Our Opinion: Being heard on pipeline
Actions by town officials in Dalton and Lenox this week have escalated the opposition in the Berkshires to the proposed Tennessee Gas Company pipeline project through Berkshire County. At the same time, parent company Kinder Morgan’s apparent indifference to opposition indicates its confidence that ultimately local opinions are of no consequence.
In Dalton, the Board of Selectmen voted to withdraw the permission it had granted Tennessee Gas to perform survey work on a 19-acre parcel of land off East Street. The vote came following a special town meeting in which residents expressed their concerns about the project’s environmental impact and the integrity of Kinder Morgan. The board granted the approval before the pipeline became a heated issue, and after some apparent initial reluctance, has bowed to the will of pipeline foes.
In Lenox, where the high-pressure pipeline could impact Kennedy Park and the Pleasant Valley Wildlife Sanctuary, Selectmen have authorized Town Manager Christopher Ketchen to write a letter to Berkshire legislators and state and federal officials expressing strong opposition to the proposal. Opposition will have to move up from the grass-roots level to Washington, D.C. to have any impact, and impact is far from assured. The Federal Energy Regulatory Commission will decide on the plan, and judging from its reluctance to address concerns about leaks or reveal the eventual destination for the "fracked" gas passing through the Berkshires, Kinder appears confident it will get that approval without having to bother with opposition from the communities its pipeline will pass through.

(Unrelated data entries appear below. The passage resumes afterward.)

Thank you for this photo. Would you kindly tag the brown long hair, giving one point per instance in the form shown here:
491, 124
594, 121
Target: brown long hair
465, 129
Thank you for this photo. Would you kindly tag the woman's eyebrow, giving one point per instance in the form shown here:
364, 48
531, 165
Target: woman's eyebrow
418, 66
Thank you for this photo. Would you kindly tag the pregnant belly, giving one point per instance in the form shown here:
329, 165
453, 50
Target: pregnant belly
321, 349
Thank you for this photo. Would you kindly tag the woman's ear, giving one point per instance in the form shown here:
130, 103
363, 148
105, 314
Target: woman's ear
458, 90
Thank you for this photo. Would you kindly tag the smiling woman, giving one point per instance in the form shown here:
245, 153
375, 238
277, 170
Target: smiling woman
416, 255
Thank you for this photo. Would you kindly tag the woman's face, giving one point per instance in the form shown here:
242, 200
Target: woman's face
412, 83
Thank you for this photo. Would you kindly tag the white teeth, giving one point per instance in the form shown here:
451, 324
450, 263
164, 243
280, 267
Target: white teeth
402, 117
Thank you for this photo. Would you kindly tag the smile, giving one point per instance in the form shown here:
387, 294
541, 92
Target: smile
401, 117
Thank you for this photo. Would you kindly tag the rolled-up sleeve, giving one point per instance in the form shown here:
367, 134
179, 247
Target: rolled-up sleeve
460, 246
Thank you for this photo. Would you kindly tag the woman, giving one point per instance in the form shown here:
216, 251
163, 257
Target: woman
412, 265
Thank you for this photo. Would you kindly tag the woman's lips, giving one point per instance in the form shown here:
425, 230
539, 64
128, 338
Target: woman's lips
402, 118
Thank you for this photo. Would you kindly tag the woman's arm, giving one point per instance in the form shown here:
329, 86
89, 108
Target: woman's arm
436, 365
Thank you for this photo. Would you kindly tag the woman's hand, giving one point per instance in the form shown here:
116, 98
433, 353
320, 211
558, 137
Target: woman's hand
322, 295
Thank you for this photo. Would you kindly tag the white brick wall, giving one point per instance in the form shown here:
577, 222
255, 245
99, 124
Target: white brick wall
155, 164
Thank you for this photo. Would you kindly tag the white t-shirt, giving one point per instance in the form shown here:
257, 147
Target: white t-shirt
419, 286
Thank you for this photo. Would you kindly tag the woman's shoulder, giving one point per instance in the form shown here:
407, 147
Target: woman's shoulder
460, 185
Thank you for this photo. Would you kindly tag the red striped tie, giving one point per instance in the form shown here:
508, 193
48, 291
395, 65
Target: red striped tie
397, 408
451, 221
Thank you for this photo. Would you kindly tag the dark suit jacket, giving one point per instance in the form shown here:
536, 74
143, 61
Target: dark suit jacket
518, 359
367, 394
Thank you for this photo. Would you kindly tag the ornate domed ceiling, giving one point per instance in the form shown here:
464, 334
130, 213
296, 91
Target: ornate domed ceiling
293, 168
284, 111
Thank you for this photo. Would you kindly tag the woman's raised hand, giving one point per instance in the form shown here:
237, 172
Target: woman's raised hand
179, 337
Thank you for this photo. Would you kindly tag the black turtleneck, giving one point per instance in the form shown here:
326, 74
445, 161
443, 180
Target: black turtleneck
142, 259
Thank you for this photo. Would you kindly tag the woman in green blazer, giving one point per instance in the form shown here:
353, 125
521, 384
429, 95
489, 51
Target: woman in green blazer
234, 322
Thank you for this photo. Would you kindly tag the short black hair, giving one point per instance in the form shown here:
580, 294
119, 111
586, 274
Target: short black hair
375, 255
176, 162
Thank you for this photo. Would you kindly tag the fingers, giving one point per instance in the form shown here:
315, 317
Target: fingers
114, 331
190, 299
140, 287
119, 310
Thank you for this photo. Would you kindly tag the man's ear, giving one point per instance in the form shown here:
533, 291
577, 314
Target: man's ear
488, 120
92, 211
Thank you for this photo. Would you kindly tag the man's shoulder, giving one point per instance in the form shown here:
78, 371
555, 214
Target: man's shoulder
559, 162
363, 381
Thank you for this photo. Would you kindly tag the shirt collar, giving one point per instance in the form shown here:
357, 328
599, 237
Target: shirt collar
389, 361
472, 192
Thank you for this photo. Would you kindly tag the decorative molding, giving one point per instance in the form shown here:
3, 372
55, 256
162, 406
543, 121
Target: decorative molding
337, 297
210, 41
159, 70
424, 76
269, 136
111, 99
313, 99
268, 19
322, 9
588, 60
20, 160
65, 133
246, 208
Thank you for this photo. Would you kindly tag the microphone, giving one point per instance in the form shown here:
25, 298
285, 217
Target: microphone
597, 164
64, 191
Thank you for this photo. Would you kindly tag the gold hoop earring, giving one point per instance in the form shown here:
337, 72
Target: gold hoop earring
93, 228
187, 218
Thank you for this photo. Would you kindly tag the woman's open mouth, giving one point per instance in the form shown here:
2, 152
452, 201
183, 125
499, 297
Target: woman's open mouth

A Barron’s article from February noted that Kinder’s motto is "run by shareholders, for shareholders," which is great news if you are a shareholder, as the company is well-regarded on Wall Street. Like General Electric, another company known for putting stockholders above all else, Kinder Morgan doesn’t have much to say about its responsibility to local communities and to the environment. Indications are that it doesn’t believe it has any. It does, however, which Berkshire and state residents and officials must insist upon.